PDA

View Full Version : [SOLVED] user calculations



JDShu
February 16th, 2010, 04:15 AM
Hello everybody again! I feel like I keep asking questions here but you guys are amazingly helpful :D

How would I go about making a function that accepts a calculation as input eg.

(1+2)*3/4-5

and returns the answer?

It seems like a simple task but at the same time monumental from my perspective :( Is there even a simple way?

I'm using C, if thats important to know. Thanks in advance!

unknownPoster
February 16th, 2010, 04:40 AM
I've done something similar in a data structures and algorithms class I took about a year ago.

First of all, you'll need to implement some sort of a string tokenizer.

BenAshton24
February 16th, 2010, 04:55 AM
I haven't done c in a while so here is a very, very basic implementation with python...


#! /usr/bin/env python
from __future__ import division
import sys

if len(sys.argv) == 2:
print eval(sys.argv[1])

Edit: run it like this: python calc.py "(1+2)*3/4-5"

JDShu
February 16th, 2010, 05:01 AM
@unknownPoster

yeah I'm using strtok() though its not a very intelligent way...

@BenAshton24

wow the eval function seems awesome.

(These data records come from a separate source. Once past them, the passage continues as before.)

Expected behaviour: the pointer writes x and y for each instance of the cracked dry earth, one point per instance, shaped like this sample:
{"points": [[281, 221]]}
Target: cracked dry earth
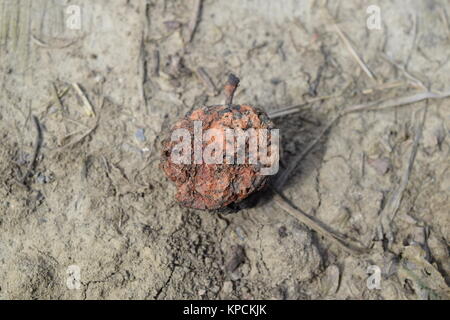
{"points": [[96, 200]]}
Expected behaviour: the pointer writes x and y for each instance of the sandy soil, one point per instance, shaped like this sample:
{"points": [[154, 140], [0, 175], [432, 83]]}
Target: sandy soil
{"points": [[96, 201]]}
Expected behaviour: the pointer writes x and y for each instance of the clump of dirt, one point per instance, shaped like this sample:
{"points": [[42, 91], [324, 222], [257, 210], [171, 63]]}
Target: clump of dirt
{"points": [[95, 217]]}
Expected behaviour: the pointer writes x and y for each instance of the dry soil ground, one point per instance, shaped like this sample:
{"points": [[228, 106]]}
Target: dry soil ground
{"points": [[97, 208]]}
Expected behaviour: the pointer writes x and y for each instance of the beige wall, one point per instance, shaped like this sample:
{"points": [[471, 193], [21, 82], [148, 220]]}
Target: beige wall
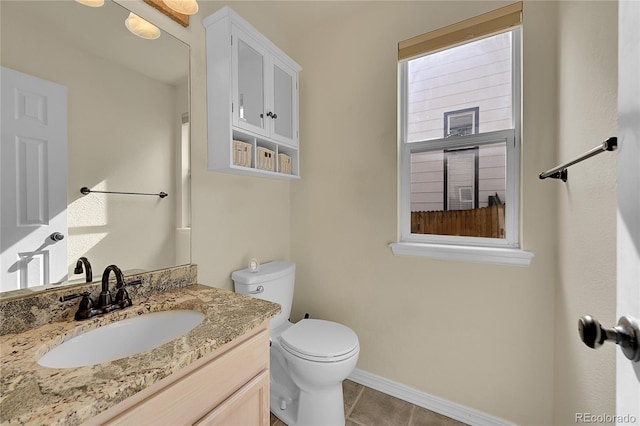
{"points": [[479, 335], [586, 274]]}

I guess I'll google up whether C has an equivalent.

maraldi
February 16th, 2010, 05:43 AM
@unknownPoster

yeah I'm using strtok() though its not a very intelligent way...

@BenAshton24

wow the eval function seems awesome. I guess I'll google up whether C has an equivalent.

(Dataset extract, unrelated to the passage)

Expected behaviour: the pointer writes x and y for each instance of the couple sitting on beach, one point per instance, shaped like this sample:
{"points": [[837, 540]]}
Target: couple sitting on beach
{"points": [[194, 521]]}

I don't think that is going to work using strtok() if you want to evaluate mathematical formulae during runtime that will become extremely complicated.

It sounds like to want to implement a mathematical expression parser.

One common method is called a recursive decent parser.

You should be able to find a C library to do this for you.

Some Penguin
February 16th, 2010, 09:10 AM
If you're just looking for integers and not floating-point numbers, the tokenization isn't too brutal -- especially if you use something written for it, like Perl. Floating point numbers are more of a pain, e.g. -4.6E+7 or so forth.



my $FPP = '[\-\+]?(?:[0-9]*\.)?[0-9]+(?:[eE][\-\+]?[0-9]+)?';


is decent for finding FPs in Perl, for instance.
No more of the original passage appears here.